Write the generators of the product of representation t_{a}^{R_1 \otimes R_2} in terms of t_{a}^{R_1}, t_{a}^{R_2}

Homework Equations

[t_{a}^{R_i} , t_{b}^{R_i}] = i f_{abc} t_{c}^{R_i}

I don't believe that the BCH formula is relevant here since that relates elements within the same representation

The Attempt at a Solution

 

[fzero]

You can figure this out by considering the tensor product of representations as vector spaces. Suppose that \text{dim}~R_1 = n, \text{dim}~R_2 = m. Then an element of R_1 is an n vector (a_1, \cdots a_n)^T, while an element of R_2 is (b_1, \cdots b_m)^T. To form an element of the product R_1\otimes R_2, we construct an nm dimensional vector by replacing each b_i by a vector in R_1. You can determine a basis of generators on R_1\otimes R_2 by figuring out how you have to combine the generators on each space to form something that acts properly on the R_1\otimes R_2 vectors constructed above.

 

[sgd37]

well i guess my main hangup is whether the two sets of generators commute, if they do its quite clear that they add

 

[fzero]

well i guess my main hangup is whether the two sets of generators commute, if they do its quite clear that they add

I'm not sure what you mean here.
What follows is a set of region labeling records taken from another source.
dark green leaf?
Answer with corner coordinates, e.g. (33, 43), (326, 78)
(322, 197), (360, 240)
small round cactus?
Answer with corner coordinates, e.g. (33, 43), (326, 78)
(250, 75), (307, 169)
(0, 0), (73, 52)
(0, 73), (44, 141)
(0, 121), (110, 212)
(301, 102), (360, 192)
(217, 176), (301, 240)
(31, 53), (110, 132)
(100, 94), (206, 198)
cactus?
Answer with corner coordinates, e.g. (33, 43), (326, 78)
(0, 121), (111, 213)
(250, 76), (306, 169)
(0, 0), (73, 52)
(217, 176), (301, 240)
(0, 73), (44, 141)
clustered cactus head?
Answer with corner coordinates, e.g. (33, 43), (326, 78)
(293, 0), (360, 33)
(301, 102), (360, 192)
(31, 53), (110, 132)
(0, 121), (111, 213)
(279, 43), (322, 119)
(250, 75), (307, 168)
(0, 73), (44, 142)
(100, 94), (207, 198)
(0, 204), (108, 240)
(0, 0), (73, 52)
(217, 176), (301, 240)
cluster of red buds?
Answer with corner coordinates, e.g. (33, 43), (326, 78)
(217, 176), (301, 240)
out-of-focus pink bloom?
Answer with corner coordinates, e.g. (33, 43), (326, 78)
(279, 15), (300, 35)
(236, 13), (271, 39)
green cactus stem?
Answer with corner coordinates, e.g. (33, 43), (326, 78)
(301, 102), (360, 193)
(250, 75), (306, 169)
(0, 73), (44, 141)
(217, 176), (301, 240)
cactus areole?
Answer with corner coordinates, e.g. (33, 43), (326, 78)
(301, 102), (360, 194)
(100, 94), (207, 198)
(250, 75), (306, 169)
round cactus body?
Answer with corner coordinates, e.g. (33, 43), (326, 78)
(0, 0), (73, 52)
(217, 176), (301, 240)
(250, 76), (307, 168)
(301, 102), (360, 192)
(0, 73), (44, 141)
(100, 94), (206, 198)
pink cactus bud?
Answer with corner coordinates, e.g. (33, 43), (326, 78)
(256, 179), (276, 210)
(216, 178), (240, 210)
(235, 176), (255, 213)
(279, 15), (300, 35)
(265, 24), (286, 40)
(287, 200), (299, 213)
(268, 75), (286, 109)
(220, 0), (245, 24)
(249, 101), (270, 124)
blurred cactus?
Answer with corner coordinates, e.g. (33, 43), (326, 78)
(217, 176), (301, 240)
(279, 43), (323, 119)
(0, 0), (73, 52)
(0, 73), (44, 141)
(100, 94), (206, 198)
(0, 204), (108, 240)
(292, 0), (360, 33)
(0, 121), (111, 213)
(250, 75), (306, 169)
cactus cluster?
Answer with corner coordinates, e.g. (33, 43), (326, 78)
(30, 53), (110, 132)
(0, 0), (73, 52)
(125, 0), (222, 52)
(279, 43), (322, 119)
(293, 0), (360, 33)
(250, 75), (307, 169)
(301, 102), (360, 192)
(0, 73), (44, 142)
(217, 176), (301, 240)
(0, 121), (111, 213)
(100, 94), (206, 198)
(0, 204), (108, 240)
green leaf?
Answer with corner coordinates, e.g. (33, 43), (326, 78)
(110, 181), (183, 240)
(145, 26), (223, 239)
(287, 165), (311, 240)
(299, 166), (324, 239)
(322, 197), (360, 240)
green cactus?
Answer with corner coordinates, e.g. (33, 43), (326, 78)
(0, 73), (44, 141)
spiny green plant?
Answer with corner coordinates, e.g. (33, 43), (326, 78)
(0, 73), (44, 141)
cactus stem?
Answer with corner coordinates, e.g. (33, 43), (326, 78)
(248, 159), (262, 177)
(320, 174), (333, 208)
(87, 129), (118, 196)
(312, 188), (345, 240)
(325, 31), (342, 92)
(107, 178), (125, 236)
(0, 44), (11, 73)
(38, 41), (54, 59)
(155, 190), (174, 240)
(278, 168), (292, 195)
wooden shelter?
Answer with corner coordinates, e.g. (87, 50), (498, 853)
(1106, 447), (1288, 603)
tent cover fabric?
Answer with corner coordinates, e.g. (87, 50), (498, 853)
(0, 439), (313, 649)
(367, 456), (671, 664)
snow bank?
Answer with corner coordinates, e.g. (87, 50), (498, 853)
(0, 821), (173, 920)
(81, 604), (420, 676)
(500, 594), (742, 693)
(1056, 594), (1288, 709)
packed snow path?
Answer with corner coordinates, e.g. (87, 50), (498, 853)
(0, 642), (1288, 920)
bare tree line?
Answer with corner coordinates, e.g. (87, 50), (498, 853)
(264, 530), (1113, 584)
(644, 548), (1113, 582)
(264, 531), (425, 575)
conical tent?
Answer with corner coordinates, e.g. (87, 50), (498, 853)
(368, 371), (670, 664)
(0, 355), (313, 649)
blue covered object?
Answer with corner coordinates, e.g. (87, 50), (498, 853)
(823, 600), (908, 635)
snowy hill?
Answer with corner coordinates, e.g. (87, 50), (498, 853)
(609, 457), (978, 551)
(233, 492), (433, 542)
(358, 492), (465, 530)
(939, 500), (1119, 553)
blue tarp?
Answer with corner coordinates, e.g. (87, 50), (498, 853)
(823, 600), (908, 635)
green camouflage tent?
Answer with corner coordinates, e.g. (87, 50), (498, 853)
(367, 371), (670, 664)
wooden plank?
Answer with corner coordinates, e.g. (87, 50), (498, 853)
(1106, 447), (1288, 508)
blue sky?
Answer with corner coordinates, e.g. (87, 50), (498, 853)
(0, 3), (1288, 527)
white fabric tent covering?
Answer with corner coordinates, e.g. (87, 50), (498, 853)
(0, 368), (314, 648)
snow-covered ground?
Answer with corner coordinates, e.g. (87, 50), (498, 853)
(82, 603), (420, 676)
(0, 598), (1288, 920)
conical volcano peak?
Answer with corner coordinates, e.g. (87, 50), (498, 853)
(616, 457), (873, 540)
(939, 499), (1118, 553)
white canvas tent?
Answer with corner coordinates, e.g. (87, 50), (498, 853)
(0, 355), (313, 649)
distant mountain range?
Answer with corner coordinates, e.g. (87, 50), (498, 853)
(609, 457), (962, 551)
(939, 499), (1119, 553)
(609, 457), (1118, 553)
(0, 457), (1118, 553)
It doesn't make sense to do ordinary multiplication or addition of matrices of different dimensions.

 

[sgd37]

That is right (an aside what is the difference between a direct product and a tensor product). So then is it just t_{a}^{R_1} \otimes t_{a}^{R_2} = t_{a}^{R_1 \otimes R_2} it might have the right index structure to transform a V_{R_1} \otimes V_{R_2} tensor but I am unsure about the generator basis index 'a'

 

[fzero]

That is right (an aside what is the difference between a direct product and a tensor product). So then is it just t_{a}^{R_1} \otimes t_{a}^{R_2} = t_{a}^{R_1 \otimes R_2} it might have the right index structure to transform a V_{R_1} \otimes V_{R_2} tensor but I am unsure about the generator basis index 'a'

The direct product is the Cartesian product. Since this gives an m+n dimensional representation, it is the same as the direct sum of the representations. The tensor product takes the two vectors from R_1 and R_2 and forms a matrix V_{\mu\alpha} = v_\mu v_\alpha. The construction I gave above maps this matrix into an mn dimensional vector which is in a reducible representation of the algebra.
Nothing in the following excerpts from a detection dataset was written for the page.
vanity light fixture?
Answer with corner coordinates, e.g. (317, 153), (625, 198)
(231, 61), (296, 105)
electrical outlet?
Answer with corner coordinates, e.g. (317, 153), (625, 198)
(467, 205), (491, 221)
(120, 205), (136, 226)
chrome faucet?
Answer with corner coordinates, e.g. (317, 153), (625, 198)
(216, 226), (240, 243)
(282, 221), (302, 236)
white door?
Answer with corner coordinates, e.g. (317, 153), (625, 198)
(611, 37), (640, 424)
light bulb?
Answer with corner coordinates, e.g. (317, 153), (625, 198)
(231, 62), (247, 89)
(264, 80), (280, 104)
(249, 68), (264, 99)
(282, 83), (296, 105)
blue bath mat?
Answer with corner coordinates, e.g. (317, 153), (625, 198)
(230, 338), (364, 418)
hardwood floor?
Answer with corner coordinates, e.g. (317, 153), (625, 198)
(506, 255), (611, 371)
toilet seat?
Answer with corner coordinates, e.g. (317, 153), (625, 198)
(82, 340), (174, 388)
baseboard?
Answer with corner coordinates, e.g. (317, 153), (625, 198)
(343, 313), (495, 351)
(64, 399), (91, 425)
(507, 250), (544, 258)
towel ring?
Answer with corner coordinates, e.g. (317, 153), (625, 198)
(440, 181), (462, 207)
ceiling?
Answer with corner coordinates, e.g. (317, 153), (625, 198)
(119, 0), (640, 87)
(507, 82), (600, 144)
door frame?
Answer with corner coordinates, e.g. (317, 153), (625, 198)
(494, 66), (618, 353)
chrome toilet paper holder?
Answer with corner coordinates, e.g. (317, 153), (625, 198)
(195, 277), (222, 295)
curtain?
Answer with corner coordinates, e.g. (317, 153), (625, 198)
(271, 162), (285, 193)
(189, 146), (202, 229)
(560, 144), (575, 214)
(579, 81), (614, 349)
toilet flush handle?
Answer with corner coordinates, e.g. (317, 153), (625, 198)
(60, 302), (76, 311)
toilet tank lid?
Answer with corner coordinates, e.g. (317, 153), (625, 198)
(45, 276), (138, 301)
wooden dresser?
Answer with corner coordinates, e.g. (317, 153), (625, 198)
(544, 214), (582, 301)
The generators that act on V_{\mu\alpha} can be written as

(t_a^{(1)})_{\mu\nu} (t_a^{(2)})_{\alpha\beta},~~\text{no sum on}~a,

where we use the indices in the representation spaces to show that this is a higher rank tensor. It's simplest to pair matching generators with the index a, but other choices should just correspond to a change of basis. Alternatively we can map these onto the mn representation to express the generators as ordinary matrices.

 

[sgd37]

cool thanks for conferring with me you've cleared some things up. But can I mix generators with different group index or am I restricted to like indices even if there is no sum

 

[fzero]

cool thanks for conferring with me you've cleared some things up. But can I mix generators with different group index or am I restricted to like indices even if there is no sum

A different choices of pairing correspond to different choices of basis elements for the representation.